40th Anniversary of the Moon Landing
July, 1969, I was living in a small mountain village called Cana Tyatyaneng in Lesotho, Africa. I learned the language there. I remember hearing the news about the moon landing and Neil Armstrong’s famous “A small step..” speech on a small battery transistor radio shivering in the winter cold of Southern hemisphere under the cover of a duvet. I remember the mixed feeling I had. I still have it. I don’t want to spoil the excitement, but something stops me being over-joyed about it.
1969 was the third year of drought in Southern Africa, the crop failed again that year and people were starving. Even my $92 a month missionary stipend was embarrassingly 10 times the average income of a villager. I don’t know how much money was spent on “Man on the Moon” project. But I can safely say that it was at least several times more than the annual GDP of the whole country of Lesotho. I was not angry. Like most Americans, I was happy about the great achievement. It was a mixed feeling when you hear about something like that surrounded by poor starving people.
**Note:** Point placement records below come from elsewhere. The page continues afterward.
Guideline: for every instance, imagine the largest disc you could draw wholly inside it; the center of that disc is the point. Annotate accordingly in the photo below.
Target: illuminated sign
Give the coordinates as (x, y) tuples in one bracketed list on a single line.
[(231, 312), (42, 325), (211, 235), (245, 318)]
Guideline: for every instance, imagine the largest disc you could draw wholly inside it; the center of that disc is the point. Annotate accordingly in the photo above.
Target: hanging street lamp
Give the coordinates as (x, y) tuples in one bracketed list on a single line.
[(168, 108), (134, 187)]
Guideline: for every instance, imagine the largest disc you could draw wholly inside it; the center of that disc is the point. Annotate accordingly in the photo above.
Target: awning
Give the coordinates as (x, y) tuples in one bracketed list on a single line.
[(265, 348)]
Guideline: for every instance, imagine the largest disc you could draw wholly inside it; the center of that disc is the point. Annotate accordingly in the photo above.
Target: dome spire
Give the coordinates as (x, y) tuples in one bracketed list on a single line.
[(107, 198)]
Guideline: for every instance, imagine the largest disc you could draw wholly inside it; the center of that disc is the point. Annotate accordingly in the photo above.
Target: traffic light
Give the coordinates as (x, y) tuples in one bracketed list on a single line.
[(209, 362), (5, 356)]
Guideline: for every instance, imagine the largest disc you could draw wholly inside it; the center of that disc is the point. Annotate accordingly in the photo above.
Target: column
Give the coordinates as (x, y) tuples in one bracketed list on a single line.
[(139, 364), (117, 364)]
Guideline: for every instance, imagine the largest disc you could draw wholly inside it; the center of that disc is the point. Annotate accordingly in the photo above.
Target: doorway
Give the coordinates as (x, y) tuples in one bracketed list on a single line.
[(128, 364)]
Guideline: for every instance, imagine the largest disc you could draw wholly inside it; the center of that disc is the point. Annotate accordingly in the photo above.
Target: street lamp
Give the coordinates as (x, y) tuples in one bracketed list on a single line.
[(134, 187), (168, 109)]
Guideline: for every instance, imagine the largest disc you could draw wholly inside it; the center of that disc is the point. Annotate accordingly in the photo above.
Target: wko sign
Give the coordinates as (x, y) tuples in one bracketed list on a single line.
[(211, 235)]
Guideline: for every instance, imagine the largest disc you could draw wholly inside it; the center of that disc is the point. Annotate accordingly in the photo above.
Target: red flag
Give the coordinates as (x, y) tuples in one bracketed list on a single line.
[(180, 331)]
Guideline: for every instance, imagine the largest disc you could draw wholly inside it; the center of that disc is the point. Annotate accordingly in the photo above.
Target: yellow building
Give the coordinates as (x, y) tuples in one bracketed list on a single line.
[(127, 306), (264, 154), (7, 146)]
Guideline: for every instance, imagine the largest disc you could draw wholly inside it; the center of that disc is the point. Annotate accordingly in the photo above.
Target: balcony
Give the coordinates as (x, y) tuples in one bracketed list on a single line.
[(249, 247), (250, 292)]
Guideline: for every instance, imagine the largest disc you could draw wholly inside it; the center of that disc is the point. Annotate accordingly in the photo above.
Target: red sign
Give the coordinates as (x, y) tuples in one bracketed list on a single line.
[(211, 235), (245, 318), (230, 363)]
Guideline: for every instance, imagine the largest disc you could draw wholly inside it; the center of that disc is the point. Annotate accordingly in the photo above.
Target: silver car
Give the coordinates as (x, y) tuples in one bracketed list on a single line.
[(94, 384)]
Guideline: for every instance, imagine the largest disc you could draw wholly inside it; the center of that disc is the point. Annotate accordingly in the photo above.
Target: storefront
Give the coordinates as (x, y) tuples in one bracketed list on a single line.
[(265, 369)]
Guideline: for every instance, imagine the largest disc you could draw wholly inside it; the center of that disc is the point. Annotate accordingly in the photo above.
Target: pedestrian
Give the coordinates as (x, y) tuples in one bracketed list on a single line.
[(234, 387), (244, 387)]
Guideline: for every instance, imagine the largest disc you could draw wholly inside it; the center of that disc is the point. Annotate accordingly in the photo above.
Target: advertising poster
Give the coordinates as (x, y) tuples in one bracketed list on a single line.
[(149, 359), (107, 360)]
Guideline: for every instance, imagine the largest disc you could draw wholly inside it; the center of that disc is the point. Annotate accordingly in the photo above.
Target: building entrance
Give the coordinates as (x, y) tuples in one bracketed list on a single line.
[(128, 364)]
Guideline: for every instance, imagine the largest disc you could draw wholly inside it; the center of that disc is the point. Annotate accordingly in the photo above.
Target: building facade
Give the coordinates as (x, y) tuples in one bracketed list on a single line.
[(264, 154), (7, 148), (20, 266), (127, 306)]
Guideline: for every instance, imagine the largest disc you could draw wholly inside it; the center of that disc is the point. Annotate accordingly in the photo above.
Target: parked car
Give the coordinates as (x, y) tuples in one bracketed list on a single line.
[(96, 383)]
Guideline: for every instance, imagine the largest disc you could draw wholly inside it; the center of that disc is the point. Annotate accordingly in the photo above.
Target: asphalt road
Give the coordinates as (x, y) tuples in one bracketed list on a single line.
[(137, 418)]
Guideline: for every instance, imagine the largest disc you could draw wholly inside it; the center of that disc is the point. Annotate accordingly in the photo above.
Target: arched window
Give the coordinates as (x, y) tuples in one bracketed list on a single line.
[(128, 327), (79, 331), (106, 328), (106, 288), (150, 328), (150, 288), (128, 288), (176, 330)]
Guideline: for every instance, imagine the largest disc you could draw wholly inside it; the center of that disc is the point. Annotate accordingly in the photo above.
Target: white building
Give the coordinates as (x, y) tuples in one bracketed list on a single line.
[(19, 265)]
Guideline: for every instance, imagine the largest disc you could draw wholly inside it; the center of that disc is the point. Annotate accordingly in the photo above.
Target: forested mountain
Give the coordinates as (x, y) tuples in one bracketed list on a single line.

I went back to visit old friends in Lesotho last year. The situation was not much different. There was now a road and electricity (which not many people could afford). There was still only one village communal tap for water. I know it could be corruption and bad governance that keep people poor. But I don’t blame them for being angry. We were angry to hear about an average income of an executive of an investment bank that failed and got bail-out with our tax money. It is 400 times the income of an ordinary employee of such a bank.
I guess the anniversary of “Moon Landing” calls for a celebration. But while we promote scientific advancement and celebrate its achievement, we should also spend equal amount of energy and money to find the way to eliminate poverty and alienation. Maybe there is a good reason to make that a part of “War on Terror.”